The UAW-organized meeting included employees from Tesla Inc., Honda Motor Co., Volkswagen AG, Toyota Motor Corp., Mercedes-Benz Group AG, Nissan Motor Co., Rivian Automotive Inc., Lucid Motors Inc. and others, according to a recording of a post-meeting roundtable shared with The News. The group included workers in nine states, Estrada said.

The only auto companies in the U.S. with unionized workforces are Ford Motor Co., General Motors Co. and Stellantis NV, maker of Jeep SUVs and Ram trucks. The meeting comes in the midst of a seismic shift in the auto industry, which is transitioning from producing primarily gas-powered vehicles to electrified ones powered by batteries.

"It really has to come from the rank-and-file," said Art Wheaton, director of Labor Studies at Cornell University. "It's not coming from an organizer."

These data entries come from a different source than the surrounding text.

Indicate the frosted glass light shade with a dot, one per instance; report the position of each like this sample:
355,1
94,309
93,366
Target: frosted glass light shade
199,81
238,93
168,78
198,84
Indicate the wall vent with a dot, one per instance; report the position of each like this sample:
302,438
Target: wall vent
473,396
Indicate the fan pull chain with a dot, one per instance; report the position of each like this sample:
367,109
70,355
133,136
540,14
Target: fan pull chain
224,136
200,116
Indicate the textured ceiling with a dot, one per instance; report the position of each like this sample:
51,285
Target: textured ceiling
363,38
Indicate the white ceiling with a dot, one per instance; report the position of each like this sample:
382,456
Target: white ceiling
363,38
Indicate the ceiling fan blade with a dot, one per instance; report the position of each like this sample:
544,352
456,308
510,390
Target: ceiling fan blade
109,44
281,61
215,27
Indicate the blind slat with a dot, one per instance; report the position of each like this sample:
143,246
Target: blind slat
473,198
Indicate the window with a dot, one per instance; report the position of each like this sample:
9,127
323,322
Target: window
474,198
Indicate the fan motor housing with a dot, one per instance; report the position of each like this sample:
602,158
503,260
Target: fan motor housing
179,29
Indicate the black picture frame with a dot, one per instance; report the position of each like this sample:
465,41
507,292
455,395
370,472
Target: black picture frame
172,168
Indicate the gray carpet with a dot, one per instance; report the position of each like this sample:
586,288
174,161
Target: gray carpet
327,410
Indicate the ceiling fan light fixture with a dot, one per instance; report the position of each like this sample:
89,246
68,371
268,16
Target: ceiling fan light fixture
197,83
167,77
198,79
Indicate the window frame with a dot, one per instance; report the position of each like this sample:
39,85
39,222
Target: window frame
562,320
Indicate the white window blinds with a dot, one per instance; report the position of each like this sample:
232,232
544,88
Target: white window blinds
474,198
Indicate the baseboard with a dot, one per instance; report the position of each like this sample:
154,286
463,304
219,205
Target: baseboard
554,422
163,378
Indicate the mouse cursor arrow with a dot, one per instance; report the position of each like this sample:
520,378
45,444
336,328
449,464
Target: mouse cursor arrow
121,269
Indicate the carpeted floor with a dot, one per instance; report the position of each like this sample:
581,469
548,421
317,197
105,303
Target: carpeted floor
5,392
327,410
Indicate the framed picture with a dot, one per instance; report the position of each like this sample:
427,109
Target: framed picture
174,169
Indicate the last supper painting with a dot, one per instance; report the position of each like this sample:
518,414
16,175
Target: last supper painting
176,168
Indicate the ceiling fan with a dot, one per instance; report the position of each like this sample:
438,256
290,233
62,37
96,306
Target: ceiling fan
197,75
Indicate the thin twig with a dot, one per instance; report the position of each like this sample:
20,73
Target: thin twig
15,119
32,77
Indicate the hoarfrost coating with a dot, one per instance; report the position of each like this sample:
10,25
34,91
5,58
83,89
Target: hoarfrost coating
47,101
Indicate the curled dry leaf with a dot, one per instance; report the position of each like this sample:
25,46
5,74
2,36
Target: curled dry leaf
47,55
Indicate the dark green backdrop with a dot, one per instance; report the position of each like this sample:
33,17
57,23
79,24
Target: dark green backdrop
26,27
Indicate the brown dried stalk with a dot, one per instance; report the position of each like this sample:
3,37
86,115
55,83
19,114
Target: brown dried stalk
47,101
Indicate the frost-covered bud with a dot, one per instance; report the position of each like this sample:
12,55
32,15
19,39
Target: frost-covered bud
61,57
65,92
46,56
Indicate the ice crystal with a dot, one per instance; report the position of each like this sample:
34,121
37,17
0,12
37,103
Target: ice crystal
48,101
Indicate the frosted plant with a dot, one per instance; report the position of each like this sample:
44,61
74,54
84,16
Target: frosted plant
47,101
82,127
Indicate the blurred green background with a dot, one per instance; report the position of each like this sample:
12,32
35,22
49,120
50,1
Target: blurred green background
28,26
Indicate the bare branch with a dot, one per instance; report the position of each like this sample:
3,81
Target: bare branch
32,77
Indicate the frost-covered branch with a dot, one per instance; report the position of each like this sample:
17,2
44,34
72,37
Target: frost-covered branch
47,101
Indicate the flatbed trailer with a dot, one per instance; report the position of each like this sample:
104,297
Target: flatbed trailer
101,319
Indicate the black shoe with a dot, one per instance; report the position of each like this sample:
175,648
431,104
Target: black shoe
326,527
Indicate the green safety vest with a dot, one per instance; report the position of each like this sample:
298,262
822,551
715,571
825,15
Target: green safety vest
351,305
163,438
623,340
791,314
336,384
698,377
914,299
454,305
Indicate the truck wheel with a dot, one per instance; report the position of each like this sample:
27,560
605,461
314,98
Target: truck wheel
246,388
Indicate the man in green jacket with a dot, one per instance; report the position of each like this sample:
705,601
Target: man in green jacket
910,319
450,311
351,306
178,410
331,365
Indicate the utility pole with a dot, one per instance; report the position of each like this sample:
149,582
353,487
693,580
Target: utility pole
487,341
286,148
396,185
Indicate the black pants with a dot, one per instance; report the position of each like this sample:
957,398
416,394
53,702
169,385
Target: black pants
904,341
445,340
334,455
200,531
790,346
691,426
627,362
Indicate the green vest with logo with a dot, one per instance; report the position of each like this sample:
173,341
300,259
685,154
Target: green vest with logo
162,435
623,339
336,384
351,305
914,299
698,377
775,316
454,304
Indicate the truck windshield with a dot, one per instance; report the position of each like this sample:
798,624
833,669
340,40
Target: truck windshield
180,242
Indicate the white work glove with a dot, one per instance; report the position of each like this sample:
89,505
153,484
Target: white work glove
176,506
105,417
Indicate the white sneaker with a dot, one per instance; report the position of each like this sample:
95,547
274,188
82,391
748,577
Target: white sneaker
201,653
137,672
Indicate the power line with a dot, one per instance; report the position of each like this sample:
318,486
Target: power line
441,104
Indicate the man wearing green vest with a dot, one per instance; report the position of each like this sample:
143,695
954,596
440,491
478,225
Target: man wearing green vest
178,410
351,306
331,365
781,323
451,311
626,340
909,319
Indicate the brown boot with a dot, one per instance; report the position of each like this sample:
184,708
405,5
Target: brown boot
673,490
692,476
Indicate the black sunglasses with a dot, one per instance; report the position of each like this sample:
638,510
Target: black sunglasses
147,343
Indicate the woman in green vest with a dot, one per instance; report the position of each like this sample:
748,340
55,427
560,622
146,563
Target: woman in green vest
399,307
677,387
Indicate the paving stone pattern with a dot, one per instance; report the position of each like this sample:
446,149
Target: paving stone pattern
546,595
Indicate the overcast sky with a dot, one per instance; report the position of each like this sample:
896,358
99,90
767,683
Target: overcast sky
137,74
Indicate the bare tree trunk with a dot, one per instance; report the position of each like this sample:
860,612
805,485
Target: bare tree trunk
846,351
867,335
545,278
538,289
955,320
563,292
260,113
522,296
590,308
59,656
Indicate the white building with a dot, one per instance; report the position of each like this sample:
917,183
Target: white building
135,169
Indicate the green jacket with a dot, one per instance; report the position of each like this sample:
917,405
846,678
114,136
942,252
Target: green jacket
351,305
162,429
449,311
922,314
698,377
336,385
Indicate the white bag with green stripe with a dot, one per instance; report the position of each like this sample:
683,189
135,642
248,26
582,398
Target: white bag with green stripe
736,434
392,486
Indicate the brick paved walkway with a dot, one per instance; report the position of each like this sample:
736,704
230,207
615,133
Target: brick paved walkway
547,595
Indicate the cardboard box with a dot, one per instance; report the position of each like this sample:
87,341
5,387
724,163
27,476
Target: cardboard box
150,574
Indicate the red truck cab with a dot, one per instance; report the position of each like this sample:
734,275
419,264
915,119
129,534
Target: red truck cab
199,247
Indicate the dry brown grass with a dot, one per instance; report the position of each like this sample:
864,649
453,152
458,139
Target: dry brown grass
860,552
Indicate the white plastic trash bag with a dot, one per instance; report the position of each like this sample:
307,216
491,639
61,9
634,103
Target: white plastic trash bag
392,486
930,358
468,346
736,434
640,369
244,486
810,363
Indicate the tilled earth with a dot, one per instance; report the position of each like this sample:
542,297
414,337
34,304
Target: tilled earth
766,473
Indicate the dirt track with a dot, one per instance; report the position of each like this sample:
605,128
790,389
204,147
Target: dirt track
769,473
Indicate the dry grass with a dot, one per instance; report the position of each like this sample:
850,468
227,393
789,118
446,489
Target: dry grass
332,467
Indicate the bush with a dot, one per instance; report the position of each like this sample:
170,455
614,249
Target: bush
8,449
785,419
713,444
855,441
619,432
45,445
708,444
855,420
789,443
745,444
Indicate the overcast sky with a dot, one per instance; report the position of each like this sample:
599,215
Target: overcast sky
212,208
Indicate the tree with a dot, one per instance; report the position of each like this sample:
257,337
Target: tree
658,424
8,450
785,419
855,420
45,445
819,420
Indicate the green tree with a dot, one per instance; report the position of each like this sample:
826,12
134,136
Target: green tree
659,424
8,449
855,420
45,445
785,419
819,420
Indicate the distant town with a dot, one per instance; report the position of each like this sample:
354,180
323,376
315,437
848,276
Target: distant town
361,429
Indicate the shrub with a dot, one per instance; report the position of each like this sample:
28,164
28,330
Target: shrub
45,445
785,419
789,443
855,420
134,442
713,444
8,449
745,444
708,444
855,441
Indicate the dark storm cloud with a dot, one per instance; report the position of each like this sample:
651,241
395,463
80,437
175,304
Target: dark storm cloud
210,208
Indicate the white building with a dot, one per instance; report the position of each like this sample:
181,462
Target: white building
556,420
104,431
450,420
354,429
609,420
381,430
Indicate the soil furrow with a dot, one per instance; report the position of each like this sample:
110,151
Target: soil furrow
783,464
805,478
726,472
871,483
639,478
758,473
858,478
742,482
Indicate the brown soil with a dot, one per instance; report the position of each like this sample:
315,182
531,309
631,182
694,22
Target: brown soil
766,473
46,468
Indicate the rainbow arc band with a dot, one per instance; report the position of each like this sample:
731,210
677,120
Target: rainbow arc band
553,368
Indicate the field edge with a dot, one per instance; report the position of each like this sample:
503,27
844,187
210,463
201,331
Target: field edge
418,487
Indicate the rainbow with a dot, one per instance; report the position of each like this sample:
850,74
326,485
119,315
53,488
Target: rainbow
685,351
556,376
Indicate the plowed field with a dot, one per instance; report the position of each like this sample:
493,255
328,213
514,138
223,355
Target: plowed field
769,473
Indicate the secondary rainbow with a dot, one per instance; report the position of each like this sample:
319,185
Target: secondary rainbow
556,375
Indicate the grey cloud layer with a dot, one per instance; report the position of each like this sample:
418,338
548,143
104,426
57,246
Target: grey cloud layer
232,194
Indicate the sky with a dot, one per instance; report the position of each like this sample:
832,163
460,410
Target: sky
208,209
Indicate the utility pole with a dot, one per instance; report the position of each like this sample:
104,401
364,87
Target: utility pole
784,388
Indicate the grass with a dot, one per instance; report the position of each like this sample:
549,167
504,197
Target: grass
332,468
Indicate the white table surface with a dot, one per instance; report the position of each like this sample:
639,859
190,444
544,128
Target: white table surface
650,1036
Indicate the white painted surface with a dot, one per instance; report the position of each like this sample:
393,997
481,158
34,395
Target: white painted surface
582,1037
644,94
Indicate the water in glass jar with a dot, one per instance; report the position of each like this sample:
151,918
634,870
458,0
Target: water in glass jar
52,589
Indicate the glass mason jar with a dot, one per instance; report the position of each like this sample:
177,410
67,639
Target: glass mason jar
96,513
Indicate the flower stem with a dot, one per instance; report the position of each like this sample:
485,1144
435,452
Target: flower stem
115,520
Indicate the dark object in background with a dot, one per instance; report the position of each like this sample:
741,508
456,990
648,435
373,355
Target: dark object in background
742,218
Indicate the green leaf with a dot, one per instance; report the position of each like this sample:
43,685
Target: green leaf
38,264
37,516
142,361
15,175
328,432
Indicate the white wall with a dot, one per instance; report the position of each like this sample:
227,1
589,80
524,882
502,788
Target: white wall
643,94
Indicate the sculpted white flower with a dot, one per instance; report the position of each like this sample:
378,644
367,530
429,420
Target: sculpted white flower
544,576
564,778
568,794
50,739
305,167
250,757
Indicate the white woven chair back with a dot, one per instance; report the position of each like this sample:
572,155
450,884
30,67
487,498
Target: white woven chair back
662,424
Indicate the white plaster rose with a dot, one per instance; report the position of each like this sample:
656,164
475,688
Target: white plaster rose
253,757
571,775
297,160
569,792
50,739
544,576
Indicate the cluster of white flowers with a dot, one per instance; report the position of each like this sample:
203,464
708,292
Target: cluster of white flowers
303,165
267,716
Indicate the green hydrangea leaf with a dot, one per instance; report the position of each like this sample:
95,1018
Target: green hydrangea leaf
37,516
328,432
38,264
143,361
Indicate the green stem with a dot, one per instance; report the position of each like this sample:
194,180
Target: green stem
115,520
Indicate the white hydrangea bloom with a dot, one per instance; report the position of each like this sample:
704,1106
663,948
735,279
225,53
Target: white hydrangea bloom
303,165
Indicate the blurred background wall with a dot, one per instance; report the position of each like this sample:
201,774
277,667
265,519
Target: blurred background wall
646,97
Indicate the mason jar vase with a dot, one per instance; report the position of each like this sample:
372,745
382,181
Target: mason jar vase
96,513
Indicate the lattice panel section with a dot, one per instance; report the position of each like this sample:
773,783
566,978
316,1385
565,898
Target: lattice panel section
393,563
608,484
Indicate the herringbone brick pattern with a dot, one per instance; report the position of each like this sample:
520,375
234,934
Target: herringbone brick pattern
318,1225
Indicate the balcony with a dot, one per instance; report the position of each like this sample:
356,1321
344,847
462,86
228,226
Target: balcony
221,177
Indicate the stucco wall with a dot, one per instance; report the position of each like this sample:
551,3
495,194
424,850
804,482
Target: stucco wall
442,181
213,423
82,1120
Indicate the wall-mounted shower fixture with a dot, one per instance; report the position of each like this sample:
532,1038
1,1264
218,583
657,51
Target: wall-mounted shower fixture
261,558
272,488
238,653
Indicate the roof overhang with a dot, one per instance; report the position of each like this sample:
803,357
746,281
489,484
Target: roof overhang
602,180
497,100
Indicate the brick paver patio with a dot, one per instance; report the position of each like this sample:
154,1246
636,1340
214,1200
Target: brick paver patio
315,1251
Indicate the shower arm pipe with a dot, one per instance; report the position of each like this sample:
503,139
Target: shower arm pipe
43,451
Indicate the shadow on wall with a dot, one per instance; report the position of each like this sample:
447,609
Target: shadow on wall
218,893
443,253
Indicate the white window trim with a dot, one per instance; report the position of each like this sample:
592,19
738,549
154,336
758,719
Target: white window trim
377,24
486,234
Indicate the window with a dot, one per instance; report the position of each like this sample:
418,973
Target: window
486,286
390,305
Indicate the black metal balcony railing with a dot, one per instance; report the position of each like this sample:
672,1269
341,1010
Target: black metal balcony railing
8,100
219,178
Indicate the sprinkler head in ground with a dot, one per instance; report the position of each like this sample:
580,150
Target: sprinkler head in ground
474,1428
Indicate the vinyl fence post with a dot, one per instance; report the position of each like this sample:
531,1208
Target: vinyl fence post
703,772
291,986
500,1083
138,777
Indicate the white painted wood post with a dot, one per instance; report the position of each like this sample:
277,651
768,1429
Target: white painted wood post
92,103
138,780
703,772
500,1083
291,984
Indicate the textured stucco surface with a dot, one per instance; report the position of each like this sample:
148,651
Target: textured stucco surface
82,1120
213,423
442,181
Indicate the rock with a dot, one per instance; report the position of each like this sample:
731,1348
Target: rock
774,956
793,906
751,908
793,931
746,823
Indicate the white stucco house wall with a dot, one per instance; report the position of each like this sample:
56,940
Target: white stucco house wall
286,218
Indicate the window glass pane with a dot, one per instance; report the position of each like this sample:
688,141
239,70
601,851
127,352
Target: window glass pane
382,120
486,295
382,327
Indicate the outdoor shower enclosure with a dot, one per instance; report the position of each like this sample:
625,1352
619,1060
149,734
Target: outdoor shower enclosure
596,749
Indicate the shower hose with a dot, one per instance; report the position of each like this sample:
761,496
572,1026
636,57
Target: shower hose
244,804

Electric vehicles take fewer parts and people to assemble, creating uncertainty for next-generation jobs. Meanwhile, automakers are striking new joint agreements with foreign partners to produce batteries, chips and minerals — companies without union workforces. And the UAW still hasn't had any success organizing foreign plants in the southern United States.

That's coincided with a wave of good news for unions. It began last year with so-called "Striketober," a series of strikes that picked up across the country after the COVID-19 pandemic reframed employees' relationship to work amid a tight labor market that has given workers more leverage.

Public support for organized labor is higher than it has been since the mid-1960s and unions are enjoying the backing of one of the most labor-friendly presidential administrations in recent history.

And now high-profile wins at Amazon and Starbucks are renewing conversations about what works in union organizing. That's prompted frequent comparisons between those workplaces' youth-led, ground-up efforts with more centralized, experienced unions like the UAW that have weathered the steady decline of membership over decades.